Market relaxes on holiday shift; new deals will sound reveille.

Municipals were narrowly mixed in sparse trading after yesterday's abbreviated holiday session.

But market players say the next wave of new issues, some $6.7 billion of which are slated for sale this week, is expected to drive interest rates slightly higher.

The futures markets closed by 1 p.m. eastern standard time in observance of the Columbus Day holiday.

Municipal cash trading was open and activity quiet. It followed the government market, which was open for trading in London.

Treasury prices managed slight gains on renewed anticipation of a Fed ease, even though the market gave up hope for an ease Friday.

Boosting the market, Federal Reserve Board Chairman Alan Greenspan on Saturday during a press conference indicated the presidential election is no a constraint on monetary policy.

The Treasury market took the comment as a positive sign for possible Fed ease.

Government bonds sold off Friday after giving up on the possibility of Fed action until after the election in November.

But the tax-free market was listless, despite the better Treasury market, and prices closed mostly unchanged at the end of last week.

In the debt futures market yesterday, the December municipal contract settled up 3/32, to 95.26.

New-Issue Market

Market players said they expected new issues to be priced with slightly higher yields compared with last week's levels, but a significantly stronger government market could keep rates down.

The presidential debates, meanwhile, appeared to have little impact on the markets with results meeting current expectations.

Some market observers have noted that a Clinton victory would mean short-term volatility in the bond markets, with yields rising overall. They are quick to add, however, that while the market becomes acquainted with any proposed fiscal-stimulus package, the overall dismal economic picture will keep rates low.

On the immediate horizon, the market will grapple with a new wave of supply, and market players called for slightly higher interest rates as a result.

The Bond Buyer calculated 30-day visible supply at $8.7 billion, while The Blue List of dealer inventory fell $24.7 million, to $1.22 billion.

An issue of $1.3 billion California general obligation bonds, to be sold in the competitive sector tomorrow, will dominate new-issue action.

Market players estimated yesterday that bonds in 2010 and 2011 would yield 6.25%.

The primary sector was quiet yesterday, but in follow-through business, Merrill Lynch & Co. freed $70 million of North Carolina Medical Care Commission hospital revenue bonds from syndicate restrictions.

In trading yesterday, the 6s of 2024 were quoted at 94 1/8-1/2, to yield 6.436% on the bid side. The bonds were originally priced to yield 6.377%.

Sparse Secondary

Secondary trading was extremely light, traders said, although there were some larger block of bonds out for the bid. Among the blocks out for the bid were $7 million of Montgomery, Ala., water and sewer bonds and $5 million of Ohio Water Authority bonds, traders said.

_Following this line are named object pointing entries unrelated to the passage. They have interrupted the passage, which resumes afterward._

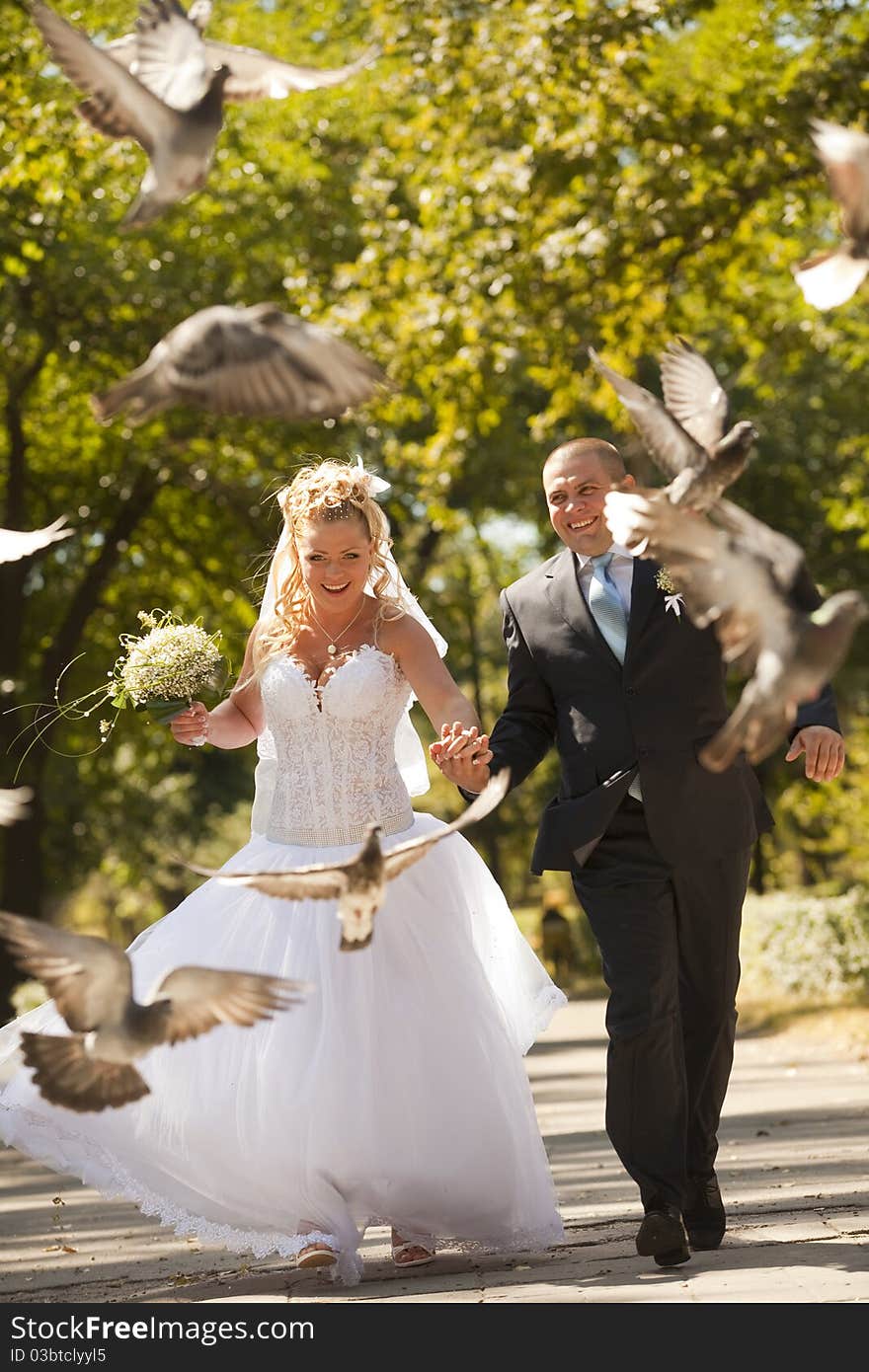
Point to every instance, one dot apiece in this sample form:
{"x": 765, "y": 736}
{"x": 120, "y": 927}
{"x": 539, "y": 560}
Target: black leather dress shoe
{"x": 662, "y": 1235}
{"x": 704, "y": 1213}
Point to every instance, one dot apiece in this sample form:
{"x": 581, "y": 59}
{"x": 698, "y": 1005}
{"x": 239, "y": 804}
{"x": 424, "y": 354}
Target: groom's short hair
{"x": 605, "y": 453}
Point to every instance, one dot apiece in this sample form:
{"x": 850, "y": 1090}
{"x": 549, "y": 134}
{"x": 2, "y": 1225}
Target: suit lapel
{"x": 569, "y": 601}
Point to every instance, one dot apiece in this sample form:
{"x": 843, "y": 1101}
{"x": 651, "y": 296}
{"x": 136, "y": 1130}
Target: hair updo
{"x": 327, "y": 492}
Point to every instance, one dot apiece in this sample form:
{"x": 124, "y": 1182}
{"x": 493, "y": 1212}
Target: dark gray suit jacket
{"x": 609, "y": 721}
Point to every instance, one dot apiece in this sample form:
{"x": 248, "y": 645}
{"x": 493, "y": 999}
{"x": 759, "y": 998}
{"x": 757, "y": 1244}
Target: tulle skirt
{"x": 396, "y": 1094}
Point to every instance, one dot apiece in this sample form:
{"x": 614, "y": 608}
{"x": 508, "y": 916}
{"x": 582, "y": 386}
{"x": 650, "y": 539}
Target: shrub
{"x": 808, "y": 946}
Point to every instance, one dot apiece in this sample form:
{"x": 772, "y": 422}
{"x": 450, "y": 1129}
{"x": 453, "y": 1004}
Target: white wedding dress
{"x": 396, "y": 1094}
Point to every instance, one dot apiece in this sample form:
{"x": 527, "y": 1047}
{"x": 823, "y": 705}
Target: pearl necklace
{"x": 333, "y": 647}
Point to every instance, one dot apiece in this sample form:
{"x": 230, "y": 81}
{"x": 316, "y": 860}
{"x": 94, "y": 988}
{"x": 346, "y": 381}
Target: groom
{"x": 657, "y": 845}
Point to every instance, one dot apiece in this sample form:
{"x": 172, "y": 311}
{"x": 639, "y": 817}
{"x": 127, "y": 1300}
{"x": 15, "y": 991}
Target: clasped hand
{"x": 463, "y": 755}
{"x": 191, "y": 726}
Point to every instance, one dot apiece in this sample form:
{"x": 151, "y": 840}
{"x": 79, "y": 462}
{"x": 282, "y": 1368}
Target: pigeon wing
{"x": 119, "y": 105}
{"x": 191, "y": 1001}
{"x": 693, "y": 394}
{"x": 752, "y": 535}
{"x": 88, "y": 977}
{"x": 844, "y": 154}
{"x": 404, "y": 855}
{"x": 668, "y": 442}
{"x": 67, "y": 1076}
{"x": 171, "y": 56}
{"x": 268, "y": 364}
{"x": 15, "y": 545}
{"x": 14, "y": 804}
{"x": 256, "y": 76}
{"x": 317, "y": 882}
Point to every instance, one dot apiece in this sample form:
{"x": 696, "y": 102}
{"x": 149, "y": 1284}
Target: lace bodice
{"x": 328, "y": 753}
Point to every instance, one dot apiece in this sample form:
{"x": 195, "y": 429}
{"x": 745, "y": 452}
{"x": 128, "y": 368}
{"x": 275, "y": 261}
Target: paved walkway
{"x": 792, "y": 1164}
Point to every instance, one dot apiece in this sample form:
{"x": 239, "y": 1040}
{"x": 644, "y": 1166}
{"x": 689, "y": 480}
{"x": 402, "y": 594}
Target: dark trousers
{"x": 669, "y": 940}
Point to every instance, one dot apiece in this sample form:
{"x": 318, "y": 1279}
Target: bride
{"x": 396, "y": 1094}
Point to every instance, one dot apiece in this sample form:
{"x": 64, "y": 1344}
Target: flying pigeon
{"x": 253, "y": 74}
{"x": 832, "y": 277}
{"x": 685, "y": 433}
{"x": 235, "y": 359}
{"x": 359, "y": 883}
{"x": 15, "y": 545}
{"x": 91, "y": 982}
{"x": 727, "y": 582}
{"x": 179, "y": 139}
{"x": 14, "y": 804}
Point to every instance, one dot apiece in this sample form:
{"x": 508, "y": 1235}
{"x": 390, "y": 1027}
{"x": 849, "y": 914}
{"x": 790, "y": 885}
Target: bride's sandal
{"x": 316, "y": 1256}
{"x": 411, "y": 1253}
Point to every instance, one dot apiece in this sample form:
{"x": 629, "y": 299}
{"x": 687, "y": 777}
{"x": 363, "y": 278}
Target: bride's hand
{"x": 191, "y": 726}
{"x": 463, "y": 755}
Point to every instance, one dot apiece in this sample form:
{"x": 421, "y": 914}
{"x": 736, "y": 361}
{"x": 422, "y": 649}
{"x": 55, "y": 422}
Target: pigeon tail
{"x": 349, "y": 946}
{"x": 140, "y": 393}
{"x": 753, "y": 727}
{"x": 67, "y": 1076}
{"x": 830, "y": 278}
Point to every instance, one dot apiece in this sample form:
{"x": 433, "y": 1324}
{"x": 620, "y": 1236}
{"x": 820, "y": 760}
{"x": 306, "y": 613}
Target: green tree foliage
{"x": 513, "y": 182}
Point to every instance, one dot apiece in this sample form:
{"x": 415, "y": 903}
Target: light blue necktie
{"x": 607, "y": 607}
{"x": 608, "y": 611}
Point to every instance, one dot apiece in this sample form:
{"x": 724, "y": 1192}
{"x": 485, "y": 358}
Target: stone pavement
{"x": 792, "y": 1165}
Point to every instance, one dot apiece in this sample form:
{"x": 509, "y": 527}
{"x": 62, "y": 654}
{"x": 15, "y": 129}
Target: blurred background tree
{"x": 511, "y": 183}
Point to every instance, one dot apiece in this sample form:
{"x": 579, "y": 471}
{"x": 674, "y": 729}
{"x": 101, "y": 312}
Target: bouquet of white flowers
{"x": 162, "y": 670}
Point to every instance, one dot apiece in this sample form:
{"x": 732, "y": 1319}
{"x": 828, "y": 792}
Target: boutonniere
{"x": 672, "y": 598}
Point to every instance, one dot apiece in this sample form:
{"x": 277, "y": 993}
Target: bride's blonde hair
{"x": 327, "y": 492}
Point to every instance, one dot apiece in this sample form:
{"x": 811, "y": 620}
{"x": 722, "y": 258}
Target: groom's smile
{"x": 577, "y": 478}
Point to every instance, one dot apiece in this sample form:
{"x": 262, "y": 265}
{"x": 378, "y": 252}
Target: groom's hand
{"x": 463, "y": 755}
{"x": 824, "y": 749}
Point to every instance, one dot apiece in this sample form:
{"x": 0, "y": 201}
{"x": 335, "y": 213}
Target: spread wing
{"x": 15, "y": 545}
{"x": 752, "y": 535}
{"x": 693, "y": 394}
{"x": 256, "y": 76}
{"x": 844, "y": 154}
{"x": 67, "y": 1076}
{"x": 672, "y": 446}
{"x": 404, "y": 855}
{"x": 261, "y": 361}
{"x": 122, "y": 105}
{"x": 721, "y": 582}
{"x": 169, "y": 56}
{"x": 14, "y": 804}
{"x": 191, "y": 1001}
{"x": 317, "y": 882}
{"x": 88, "y": 977}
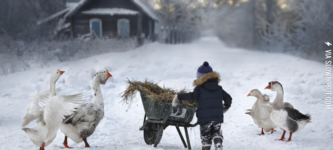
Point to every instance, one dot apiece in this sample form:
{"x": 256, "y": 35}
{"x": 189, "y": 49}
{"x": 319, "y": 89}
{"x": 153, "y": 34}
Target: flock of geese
{"x": 76, "y": 119}
{"x": 280, "y": 114}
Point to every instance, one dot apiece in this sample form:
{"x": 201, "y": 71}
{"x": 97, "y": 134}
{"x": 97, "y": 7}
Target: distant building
{"x": 106, "y": 18}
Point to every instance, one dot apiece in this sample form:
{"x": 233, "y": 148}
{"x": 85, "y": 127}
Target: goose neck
{"x": 278, "y": 102}
{"x": 98, "y": 97}
{"x": 52, "y": 88}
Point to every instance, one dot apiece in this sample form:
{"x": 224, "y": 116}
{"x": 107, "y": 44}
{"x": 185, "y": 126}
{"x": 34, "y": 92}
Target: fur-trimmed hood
{"x": 206, "y": 77}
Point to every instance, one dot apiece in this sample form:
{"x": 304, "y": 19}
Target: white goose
{"x": 83, "y": 122}
{"x": 38, "y": 100}
{"x": 260, "y": 112}
{"x": 287, "y": 118}
{"x": 53, "y": 109}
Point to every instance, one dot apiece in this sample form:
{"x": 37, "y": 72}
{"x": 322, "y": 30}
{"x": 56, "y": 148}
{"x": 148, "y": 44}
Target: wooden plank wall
{"x": 109, "y": 24}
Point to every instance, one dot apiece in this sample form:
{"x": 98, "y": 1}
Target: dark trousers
{"x": 210, "y": 131}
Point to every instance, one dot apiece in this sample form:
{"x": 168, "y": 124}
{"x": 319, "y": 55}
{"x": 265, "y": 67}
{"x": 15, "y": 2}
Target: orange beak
{"x": 109, "y": 75}
{"x": 61, "y": 72}
{"x": 268, "y": 86}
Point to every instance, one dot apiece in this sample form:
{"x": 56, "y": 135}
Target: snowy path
{"x": 175, "y": 66}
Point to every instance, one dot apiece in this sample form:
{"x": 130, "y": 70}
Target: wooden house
{"x": 108, "y": 18}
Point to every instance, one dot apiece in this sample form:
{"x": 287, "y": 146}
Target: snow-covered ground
{"x": 176, "y": 66}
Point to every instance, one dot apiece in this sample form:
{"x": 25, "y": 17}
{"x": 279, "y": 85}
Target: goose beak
{"x": 268, "y": 86}
{"x": 61, "y": 72}
{"x": 109, "y": 75}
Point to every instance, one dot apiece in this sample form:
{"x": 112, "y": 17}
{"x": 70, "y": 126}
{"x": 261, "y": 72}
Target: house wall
{"x": 80, "y": 22}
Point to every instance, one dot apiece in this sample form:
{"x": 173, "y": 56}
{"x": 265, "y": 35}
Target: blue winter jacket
{"x": 209, "y": 96}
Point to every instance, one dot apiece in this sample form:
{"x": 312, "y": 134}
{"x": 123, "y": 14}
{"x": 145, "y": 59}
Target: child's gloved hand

In secondary dollar bond trading, prices were narrowly mixed on the day.

Late in the abbreviated trading session, Los Angeles Department of Water and Power 6s of 2032 were quoted at 94 3/4-95 1/4, to yield 6.364%; Washington Public Power Supply System 6 1/2s of 2015 were quoted at 98 5/8-7/8, to yield 6.617%; and Puerto Rico GO 6s of 2014 were quoted at 94 7/8-95 1/4, to yield 6.441%.

New York City Water Authority 6s of 2017 were quoted at 92 1/4-3/8, to yield 6.642%; Denver Airport AMT 6 3/4s of 2022 were quoted at 95 1/2-3/4, to yield 7.115%; and Florida Board of Education 6s of 2025 were quoted at 94 3/4-bid, to yield 6.384%.

Short-term note yields were unchanged to five basis points lower, traders said.

In late action, notes of Los Angeles, New Jersey, Pennsylvania, Texas, and Wisconsin were quoted at 2.73% bid, 2.65% offered.

New York State Trans were quoted at 2.65% bid, 2.60% offered; and January California notes were quoted at 2.87% bid, 2.85% offered.